SC Altenkessel
- Full name: Sportclub 07 Altenkessel e.V.
- Founded: 1907
- Ground: Großwald
- League: Landesliga Saarland (VIII)
- 2015–16: Bezirksliga Südsaar (IX), 1st ↑
| Home colours | Away colours |

= SC Altenkessel =

German football club

SC Altenkessel is a German football club from the district of Altenkessel in the city of Saarbrücken, Saarland. The club was briefly part of first-division play during World War II and after the war played in the Saarlandliga when the state of Saarland was occupied by the French.

==History==
The club was established in 1907 as Sportverein Borussia Altenkessel and in 1910 adopted the name Sportclub 07 Altenkessel. They were joined by the member ship of Fußball-Club 1905 Neudorf in 1912.
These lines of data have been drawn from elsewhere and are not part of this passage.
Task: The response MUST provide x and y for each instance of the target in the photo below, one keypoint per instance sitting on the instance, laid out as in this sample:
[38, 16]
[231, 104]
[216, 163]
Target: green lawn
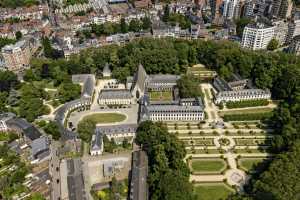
[102, 118]
[207, 165]
[215, 191]
[248, 163]
[161, 95]
[246, 111]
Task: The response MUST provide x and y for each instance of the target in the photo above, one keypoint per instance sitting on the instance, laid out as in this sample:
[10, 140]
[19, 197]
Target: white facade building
[227, 92]
[115, 97]
[257, 36]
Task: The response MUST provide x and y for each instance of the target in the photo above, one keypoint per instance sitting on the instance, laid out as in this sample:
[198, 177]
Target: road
[54, 170]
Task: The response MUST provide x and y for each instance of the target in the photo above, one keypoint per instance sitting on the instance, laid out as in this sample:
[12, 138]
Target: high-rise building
[215, 6]
[293, 29]
[16, 56]
[249, 8]
[294, 47]
[282, 8]
[281, 31]
[257, 36]
[230, 7]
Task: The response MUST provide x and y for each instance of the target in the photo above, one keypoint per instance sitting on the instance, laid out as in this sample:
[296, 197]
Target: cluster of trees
[31, 103]
[109, 28]
[17, 3]
[176, 18]
[188, 86]
[247, 117]
[68, 91]
[6, 41]
[247, 103]
[168, 175]
[11, 181]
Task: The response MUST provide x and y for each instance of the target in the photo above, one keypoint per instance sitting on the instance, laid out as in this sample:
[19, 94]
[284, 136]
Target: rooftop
[115, 94]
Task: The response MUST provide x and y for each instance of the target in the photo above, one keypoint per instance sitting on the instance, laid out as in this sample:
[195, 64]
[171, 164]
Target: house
[237, 90]
[106, 71]
[40, 148]
[96, 144]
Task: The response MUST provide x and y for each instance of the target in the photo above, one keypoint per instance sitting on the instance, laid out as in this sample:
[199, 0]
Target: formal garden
[213, 191]
[103, 118]
[207, 165]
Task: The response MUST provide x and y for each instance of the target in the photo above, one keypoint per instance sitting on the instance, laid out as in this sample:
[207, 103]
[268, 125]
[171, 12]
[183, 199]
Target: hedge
[247, 117]
[247, 103]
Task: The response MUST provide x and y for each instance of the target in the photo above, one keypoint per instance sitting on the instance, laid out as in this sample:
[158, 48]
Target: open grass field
[161, 95]
[102, 118]
[249, 163]
[207, 165]
[213, 191]
[245, 111]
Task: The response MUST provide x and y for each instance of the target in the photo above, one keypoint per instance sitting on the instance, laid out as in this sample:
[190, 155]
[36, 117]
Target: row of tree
[247, 117]
[168, 175]
[247, 103]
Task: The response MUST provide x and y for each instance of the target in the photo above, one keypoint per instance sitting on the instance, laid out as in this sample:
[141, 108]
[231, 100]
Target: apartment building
[257, 36]
[16, 56]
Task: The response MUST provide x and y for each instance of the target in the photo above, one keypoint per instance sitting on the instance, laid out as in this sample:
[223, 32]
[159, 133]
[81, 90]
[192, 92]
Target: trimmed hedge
[247, 103]
[247, 117]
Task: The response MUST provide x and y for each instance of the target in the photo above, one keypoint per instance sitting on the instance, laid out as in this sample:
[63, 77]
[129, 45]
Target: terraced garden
[207, 165]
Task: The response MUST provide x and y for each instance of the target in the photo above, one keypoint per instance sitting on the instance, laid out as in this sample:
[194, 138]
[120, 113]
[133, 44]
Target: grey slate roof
[39, 145]
[97, 141]
[117, 129]
[221, 85]
[115, 94]
[88, 87]
[139, 173]
[139, 79]
[27, 128]
[173, 108]
[163, 78]
[75, 180]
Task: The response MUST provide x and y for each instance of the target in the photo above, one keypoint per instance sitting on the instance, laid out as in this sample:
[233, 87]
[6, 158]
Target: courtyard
[223, 155]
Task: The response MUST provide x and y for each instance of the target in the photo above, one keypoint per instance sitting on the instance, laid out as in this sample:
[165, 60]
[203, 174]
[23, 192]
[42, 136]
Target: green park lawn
[216, 191]
[248, 163]
[161, 95]
[207, 165]
[245, 111]
[103, 118]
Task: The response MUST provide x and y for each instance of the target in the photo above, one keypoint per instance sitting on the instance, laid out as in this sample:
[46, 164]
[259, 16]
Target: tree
[134, 25]
[52, 129]
[165, 153]
[189, 87]
[281, 179]
[3, 102]
[124, 26]
[19, 35]
[68, 92]
[8, 80]
[146, 23]
[48, 50]
[166, 14]
[86, 129]
[273, 44]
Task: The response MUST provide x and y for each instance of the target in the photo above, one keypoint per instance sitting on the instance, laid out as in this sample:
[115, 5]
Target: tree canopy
[168, 174]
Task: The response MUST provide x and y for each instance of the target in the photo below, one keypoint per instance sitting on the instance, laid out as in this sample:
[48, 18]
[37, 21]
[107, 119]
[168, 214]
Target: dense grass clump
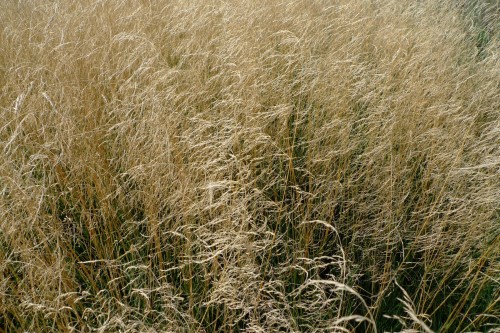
[249, 166]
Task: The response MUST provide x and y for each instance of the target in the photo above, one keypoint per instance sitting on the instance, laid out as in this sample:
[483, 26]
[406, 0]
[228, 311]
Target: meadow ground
[249, 166]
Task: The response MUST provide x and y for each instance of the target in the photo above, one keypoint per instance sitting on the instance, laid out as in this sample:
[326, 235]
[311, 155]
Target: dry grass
[249, 166]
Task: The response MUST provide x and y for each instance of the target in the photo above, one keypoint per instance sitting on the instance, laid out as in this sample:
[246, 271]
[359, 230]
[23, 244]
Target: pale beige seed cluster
[249, 166]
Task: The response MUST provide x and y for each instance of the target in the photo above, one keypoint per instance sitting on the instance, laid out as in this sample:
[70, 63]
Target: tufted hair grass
[249, 166]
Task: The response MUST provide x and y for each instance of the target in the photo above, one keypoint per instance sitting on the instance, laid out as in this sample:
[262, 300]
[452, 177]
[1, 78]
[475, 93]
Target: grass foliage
[249, 166]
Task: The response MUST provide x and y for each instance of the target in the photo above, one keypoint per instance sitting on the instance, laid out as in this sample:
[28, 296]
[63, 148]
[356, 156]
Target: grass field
[249, 166]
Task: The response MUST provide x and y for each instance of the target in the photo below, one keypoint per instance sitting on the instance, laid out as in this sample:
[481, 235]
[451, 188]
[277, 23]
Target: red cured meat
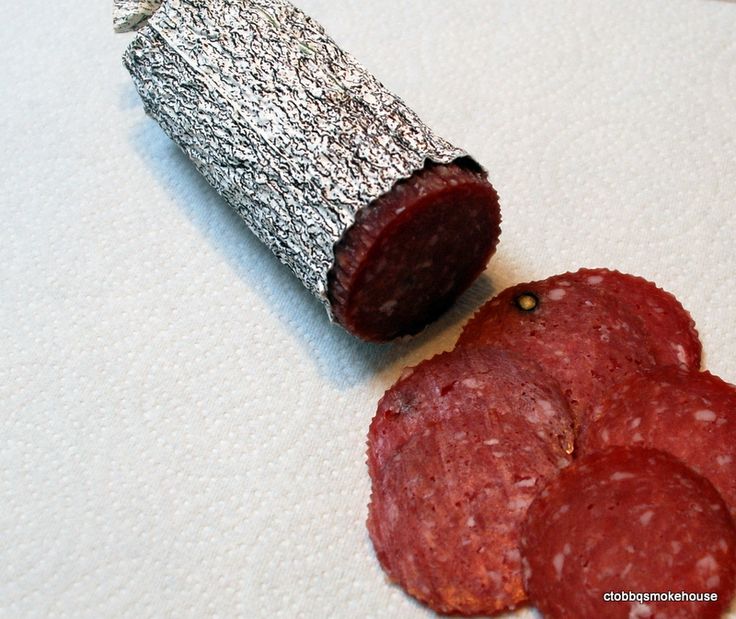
[691, 415]
[454, 466]
[589, 329]
[632, 520]
[467, 379]
[412, 252]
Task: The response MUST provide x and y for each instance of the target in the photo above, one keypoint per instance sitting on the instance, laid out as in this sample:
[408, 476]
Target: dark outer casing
[456, 452]
[628, 520]
[691, 415]
[591, 329]
[413, 252]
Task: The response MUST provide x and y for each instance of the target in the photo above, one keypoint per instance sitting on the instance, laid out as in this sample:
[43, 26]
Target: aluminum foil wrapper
[130, 15]
[291, 130]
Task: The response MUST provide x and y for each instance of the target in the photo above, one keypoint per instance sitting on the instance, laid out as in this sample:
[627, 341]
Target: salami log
[385, 222]
[589, 329]
[631, 521]
[411, 253]
[691, 415]
[456, 453]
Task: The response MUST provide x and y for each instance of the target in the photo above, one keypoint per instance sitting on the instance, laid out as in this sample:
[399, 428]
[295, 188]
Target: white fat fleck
[621, 475]
[681, 357]
[520, 503]
[406, 373]
[512, 555]
[495, 577]
[707, 564]
[547, 407]
[556, 294]
[639, 611]
[558, 562]
[705, 415]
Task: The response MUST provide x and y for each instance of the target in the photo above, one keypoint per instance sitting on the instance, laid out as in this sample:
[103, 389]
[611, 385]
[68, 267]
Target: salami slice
[631, 521]
[692, 415]
[456, 453]
[588, 329]
[414, 251]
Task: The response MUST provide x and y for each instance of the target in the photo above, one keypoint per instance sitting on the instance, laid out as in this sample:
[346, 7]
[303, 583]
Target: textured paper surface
[182, 429]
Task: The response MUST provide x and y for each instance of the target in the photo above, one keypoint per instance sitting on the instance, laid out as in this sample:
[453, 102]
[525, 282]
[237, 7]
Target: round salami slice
[414, 251]
[588, 329]
[472, 379]
[623, 522]
[457, 451]
[691, 415]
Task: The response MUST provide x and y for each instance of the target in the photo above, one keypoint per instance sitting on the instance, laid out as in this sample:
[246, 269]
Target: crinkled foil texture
[128, 15]
[294, 133]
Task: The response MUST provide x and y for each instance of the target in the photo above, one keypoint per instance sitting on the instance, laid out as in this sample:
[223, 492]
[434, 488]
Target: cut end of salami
[589, 329]
[412, 252]
[628, 520]
[456, 452]
[691, 415]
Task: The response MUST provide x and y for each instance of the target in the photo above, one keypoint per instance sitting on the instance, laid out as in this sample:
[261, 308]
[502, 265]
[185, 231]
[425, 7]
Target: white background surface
[181, 430]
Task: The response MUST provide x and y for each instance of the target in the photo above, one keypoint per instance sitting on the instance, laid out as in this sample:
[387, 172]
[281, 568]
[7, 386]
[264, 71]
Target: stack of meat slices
[568, 453]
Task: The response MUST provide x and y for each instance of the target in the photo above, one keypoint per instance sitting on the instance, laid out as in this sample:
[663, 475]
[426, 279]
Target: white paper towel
[183, 433]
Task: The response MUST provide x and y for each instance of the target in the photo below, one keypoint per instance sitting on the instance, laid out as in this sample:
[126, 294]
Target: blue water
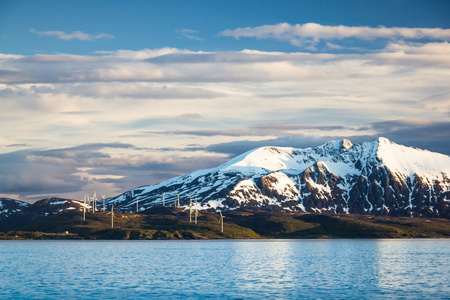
[288, 269]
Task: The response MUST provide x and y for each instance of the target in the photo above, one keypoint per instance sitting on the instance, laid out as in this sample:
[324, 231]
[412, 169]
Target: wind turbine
[103, 196]
[112, 215]
[94, 201]
[84, 208]
[221, 221]
[190, 210]
[196, 210]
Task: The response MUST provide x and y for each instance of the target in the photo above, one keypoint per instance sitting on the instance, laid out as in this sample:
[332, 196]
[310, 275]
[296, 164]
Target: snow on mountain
[377, 177]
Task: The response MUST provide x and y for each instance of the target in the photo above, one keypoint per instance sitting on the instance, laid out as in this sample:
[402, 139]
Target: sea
[226, 269]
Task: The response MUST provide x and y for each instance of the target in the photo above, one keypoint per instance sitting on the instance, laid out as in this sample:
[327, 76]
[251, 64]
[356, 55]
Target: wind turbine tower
[112, 215]
[103, 196]
[196, 210]
[190, 210]
[221, 221]
[84, 208]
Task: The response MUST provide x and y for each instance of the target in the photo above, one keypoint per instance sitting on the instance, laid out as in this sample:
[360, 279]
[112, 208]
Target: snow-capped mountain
[377, 177]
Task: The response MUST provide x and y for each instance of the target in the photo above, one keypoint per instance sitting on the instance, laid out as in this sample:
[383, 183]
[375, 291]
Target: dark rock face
[357, 179]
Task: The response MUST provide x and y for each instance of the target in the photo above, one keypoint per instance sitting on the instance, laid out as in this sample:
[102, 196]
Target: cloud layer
[298, 34]
[114, 120]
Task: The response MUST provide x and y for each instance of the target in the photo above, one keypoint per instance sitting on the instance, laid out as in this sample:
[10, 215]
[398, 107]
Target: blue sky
[110, 95]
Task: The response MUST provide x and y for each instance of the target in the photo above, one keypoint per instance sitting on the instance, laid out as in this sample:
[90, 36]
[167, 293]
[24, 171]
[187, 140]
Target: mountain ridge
[378, 177]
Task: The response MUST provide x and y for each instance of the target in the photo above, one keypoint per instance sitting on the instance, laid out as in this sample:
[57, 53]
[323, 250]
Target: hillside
[379, 178]
[168, 223]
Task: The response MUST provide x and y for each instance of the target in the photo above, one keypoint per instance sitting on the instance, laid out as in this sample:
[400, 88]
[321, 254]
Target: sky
[110, 95]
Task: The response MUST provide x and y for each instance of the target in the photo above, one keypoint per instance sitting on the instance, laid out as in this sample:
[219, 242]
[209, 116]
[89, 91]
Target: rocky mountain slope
[377, 177]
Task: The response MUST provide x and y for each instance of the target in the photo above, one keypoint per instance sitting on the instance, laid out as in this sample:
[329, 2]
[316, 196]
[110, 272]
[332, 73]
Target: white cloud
[213, 98]
[75, 35]
[190, 34]
[311, 33]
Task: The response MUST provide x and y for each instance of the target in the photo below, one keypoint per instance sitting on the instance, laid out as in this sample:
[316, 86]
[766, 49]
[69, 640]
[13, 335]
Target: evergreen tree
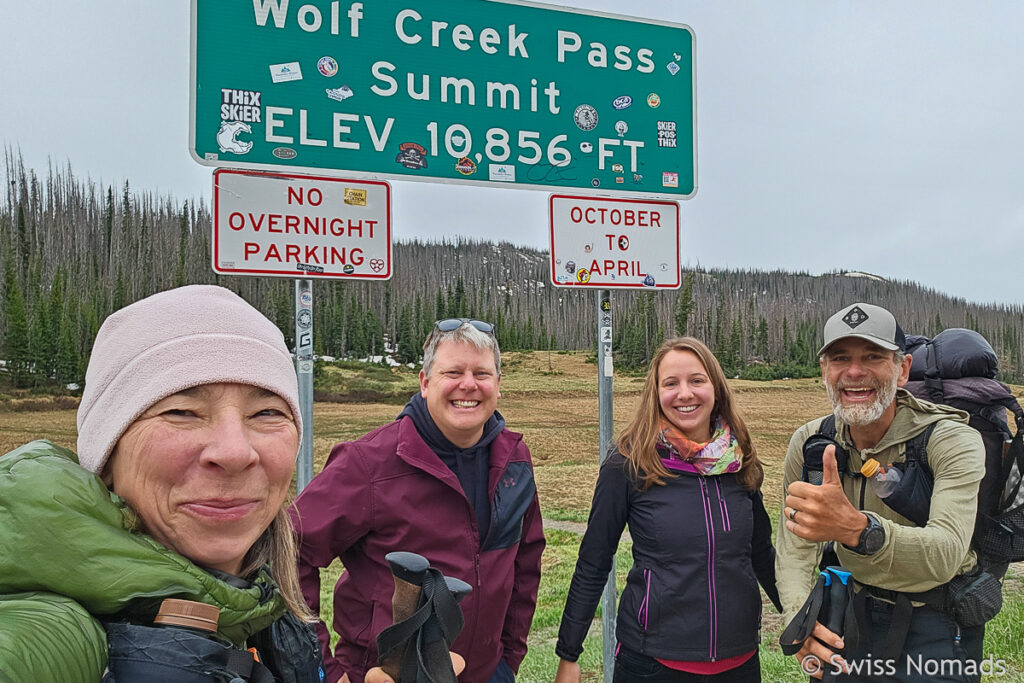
[179, 275]
[460, 307]
[761, 341]
[406, 348]
[684, 305]
[68, 359]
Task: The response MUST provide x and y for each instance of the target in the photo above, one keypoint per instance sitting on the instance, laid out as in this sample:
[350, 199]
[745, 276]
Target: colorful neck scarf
[716, 456]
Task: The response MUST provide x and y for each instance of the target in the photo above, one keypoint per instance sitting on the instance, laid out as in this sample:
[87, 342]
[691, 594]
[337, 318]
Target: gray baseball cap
[864, 321]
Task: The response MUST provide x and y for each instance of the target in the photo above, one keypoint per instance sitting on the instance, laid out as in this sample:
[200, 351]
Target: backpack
[957, 369]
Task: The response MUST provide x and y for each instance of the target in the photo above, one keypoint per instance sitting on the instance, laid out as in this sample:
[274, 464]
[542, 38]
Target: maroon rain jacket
[389, 492]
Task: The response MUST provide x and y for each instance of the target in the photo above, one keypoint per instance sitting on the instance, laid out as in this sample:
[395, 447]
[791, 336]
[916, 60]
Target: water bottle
[884, 480]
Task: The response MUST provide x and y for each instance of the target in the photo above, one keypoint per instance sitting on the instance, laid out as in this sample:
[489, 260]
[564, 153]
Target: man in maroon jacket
[445, 480]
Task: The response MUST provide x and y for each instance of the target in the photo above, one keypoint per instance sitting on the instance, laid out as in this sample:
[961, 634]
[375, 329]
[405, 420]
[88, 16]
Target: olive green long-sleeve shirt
[912, 558]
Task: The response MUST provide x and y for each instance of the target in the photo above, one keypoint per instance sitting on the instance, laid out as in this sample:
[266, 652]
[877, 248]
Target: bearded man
[900, 569]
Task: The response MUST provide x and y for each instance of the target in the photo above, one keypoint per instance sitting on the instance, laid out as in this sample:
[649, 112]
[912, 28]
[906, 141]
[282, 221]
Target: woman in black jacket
[686, 478]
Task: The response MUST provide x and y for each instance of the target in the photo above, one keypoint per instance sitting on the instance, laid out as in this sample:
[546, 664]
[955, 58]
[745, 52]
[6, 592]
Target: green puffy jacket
[69, 556]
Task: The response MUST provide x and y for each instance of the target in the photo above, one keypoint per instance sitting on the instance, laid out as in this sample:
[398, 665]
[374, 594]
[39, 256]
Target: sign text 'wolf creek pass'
[475, 91]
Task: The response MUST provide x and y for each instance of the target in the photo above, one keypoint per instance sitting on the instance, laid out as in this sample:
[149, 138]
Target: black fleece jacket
[700, 546]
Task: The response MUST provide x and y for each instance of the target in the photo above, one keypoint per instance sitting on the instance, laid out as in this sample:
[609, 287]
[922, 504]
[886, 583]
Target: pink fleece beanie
[173, 341]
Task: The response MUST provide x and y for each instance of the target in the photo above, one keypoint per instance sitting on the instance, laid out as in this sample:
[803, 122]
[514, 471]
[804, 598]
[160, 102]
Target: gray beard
[861, 416]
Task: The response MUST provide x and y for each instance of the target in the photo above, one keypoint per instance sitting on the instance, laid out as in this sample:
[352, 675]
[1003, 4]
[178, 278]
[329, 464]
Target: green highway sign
[470, 91]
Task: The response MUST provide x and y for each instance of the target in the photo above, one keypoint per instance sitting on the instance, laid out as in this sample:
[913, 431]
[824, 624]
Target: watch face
[873, 538]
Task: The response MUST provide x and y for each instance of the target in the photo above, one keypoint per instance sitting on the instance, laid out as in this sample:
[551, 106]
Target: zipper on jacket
[726, 524]
[712, 591]
[645, 603]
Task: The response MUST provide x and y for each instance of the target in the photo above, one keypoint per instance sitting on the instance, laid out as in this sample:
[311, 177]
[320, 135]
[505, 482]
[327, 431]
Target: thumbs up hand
[823, 512]
[829, 468]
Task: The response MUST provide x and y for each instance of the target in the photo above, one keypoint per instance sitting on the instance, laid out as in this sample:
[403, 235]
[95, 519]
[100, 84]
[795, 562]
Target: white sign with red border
[613, 243]
[293, 225]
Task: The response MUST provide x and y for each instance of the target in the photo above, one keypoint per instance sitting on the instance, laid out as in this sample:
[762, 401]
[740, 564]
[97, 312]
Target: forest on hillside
[72, 252]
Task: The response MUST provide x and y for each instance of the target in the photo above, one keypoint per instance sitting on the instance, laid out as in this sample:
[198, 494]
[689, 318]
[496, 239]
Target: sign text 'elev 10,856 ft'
[476, 91]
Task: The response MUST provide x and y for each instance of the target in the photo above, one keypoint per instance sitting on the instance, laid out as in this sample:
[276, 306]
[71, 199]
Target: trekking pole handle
[837, 580]
[408, 570]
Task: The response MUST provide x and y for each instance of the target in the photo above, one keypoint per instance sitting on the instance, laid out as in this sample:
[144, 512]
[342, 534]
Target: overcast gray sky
[885, 136]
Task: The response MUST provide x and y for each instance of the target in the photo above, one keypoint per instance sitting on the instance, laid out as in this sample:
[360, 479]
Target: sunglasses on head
[451, 324]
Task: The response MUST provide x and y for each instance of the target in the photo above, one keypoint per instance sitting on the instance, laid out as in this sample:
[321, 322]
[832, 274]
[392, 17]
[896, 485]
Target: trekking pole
[837, 587]
[408, 570]
[437, 634]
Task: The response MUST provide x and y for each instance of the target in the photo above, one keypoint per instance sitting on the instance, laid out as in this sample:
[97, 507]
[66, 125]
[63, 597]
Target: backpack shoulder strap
[916, 449]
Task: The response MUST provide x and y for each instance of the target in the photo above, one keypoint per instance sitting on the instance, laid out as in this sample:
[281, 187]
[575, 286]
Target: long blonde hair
[637, 441]
[276, 548]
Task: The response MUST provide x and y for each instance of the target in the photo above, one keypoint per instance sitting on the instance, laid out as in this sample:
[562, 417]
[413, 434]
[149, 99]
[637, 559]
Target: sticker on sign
[622, 244]
[293, 225]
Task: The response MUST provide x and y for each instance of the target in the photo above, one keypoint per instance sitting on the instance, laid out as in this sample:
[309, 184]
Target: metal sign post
[304, 370]
[604, 373]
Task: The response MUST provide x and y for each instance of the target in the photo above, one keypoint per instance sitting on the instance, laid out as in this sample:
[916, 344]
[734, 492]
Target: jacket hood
[912, 417]
[62, 531]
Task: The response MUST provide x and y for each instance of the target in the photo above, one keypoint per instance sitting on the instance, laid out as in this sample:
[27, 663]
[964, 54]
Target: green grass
[1003, 635]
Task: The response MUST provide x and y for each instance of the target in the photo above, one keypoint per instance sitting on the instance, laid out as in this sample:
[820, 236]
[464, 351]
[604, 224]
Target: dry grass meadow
[552, 399]
[554, 406]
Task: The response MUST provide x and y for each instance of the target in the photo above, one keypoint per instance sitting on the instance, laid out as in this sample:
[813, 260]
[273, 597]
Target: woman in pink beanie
[188, 430]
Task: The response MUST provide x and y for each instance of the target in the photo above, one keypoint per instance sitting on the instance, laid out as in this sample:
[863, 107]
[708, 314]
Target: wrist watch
[871, 539]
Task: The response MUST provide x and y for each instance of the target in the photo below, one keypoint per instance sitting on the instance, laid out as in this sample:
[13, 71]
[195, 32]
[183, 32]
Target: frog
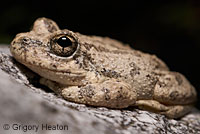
[101, 72]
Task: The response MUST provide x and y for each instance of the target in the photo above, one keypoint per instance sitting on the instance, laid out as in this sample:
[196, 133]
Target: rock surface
[26, 106]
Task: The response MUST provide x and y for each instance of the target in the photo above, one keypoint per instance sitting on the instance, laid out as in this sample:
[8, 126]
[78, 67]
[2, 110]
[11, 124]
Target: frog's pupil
[64, 42]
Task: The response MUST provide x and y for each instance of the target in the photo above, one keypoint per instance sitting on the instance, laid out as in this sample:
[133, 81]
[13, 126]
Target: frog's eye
[63, 46]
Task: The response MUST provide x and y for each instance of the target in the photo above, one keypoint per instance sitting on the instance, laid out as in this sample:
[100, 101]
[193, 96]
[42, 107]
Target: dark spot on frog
[87, 91]
[161, 84]
[51, 28]
[135, 70]
[173, 95]
[110, 73]
[106, 91]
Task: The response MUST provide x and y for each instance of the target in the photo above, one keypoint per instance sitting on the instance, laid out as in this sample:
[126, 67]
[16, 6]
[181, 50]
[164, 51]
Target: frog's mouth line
[39, 69]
In 1942 SC won a promotion round playoff to advance to the Gauliga Westmark, one of 16 regional top flight divisions formed in the 1933 reorganization of German football under the Third Reich. The club's 1942–43 campaign ended in relegation after a 12th-place result. As the war progressed and turned against Germany teams were often merged into wartime sides known as Kriegspielgemeinschaft in order to deal with player shortages. After 17 October 1943 SC played alongside Fußballverein Saarbrücken as part of KSG Saarbrücken until war's end.

After the conflict SC won promotion for the 1950–51 season to the regional first division Saarlandliga which had emerged as a separate football competition as a result of attempts by the French to annex the state of Saarland. The club earned a 12th-place finish and the following year became part of the Amateurliga Saarland when the region's football clubs rejoined German competition. A 4th-place result in the 1951–52 campaign won SC a place in the 2. Liga Südwest (II) where they played for two seasons before being relegated.

Between 1954 and 1961 the Altenkessel side was part of the Amateurliga Saarland (III) where they generally earned mid-table results. In 1961 they slipped to the 2. Amateurliga Saar, Gruppe West (IV) and in 1964 slipped to lower-tier play. In 1974, the reemerged in the Bezirksliga Saarland, Gruppe West (IV) for a three-year turn before appearing in the Landesliga Südwest (V) following a restructuring of the country's competition in 1978. After a series of upper table finishes they captured the division title in 1982 and advanced to the Verbandsliga Saarland (IV). They were demoted in 1987 after several lower table finishes. They narrowly escaped relegation from the Landesliga Saarland, Gruppe Südwest (V) in 1991, but were sent down the following year after finishing last. After a single season turn in the Bezirksliga Saarland, Gruppe Süd SC slipped out of sight into lower level local competition. After a league championship in the Kreisliga A Halberg (X) in 2015 the club was promoted to the Bezirksliga, where another championship in 2016 took the club up to the Landesliga.